In the past two years, he received council approval to add nine, less than a third of what he sought. A half dozen more deputies were added as school resource officers, with schools paying the tab for that protection.
More deputies are vital to handle increasing calls for help and to lower response time to 10 minutes from 15, he has said. He also wants to open a DNA analysis laboratory to speed up detection of evidence.
Other public safety officials pleaded for 10 more firefighters, 10 more paramedics and four more 911 emergency dispatchers – increases they said are necessary as calls for assistance increase.
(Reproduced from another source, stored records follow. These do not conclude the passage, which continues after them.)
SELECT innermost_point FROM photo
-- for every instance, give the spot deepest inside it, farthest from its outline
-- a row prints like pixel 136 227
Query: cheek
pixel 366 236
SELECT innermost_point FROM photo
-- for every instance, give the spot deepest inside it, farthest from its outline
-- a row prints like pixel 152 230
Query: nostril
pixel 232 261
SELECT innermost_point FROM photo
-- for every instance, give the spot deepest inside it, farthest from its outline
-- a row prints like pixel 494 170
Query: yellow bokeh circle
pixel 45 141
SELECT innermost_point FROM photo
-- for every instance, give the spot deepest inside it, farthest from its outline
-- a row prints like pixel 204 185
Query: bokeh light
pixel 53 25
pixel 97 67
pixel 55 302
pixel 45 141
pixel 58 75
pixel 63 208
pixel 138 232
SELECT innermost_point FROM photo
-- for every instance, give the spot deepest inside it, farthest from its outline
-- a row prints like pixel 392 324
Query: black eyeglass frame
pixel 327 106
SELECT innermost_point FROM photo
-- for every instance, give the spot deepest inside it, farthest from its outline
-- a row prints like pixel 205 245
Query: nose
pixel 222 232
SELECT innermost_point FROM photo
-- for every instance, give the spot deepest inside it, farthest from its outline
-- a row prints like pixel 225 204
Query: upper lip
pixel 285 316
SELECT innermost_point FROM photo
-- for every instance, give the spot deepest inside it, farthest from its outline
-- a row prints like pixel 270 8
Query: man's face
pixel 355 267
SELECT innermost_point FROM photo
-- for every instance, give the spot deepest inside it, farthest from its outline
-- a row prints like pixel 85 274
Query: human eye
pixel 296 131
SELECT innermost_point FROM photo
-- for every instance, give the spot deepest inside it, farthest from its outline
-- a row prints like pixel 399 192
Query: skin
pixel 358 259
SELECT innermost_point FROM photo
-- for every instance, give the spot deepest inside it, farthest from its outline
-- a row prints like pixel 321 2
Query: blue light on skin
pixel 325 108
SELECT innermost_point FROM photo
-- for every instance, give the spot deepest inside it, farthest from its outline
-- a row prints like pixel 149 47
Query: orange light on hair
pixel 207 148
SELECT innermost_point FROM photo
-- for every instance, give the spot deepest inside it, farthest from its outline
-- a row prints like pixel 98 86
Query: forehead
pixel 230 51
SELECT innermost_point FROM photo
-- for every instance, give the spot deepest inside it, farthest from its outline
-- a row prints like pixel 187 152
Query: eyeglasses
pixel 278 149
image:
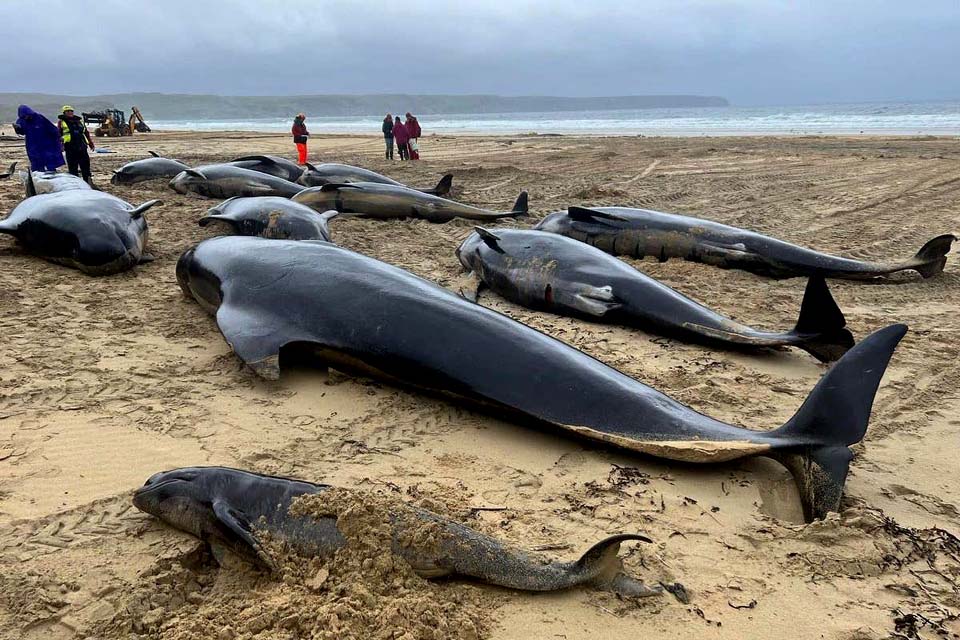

Those are “things we actually need” but money for them is scarce, Jeffcoat said.
The maximum tax increase allowed under a state cap is slightly less than $10 on a home valued at $100,000 for taxes.
That would produce about $2.4 million extra, less than half of what’s needed to pay for the public safety staff increases wanted.
In addition, public works officials are seeking to pave more dirt roads at a cost of $4.5 million.
No property tax hike is included so far in a $112.4 million spending plan for the year starting July 1 that is taking shape.
Council members gave no hint if it that is likely, with Councilman Todd Cullum of Cayce saying it will be “pick and choose” among many worthy requests.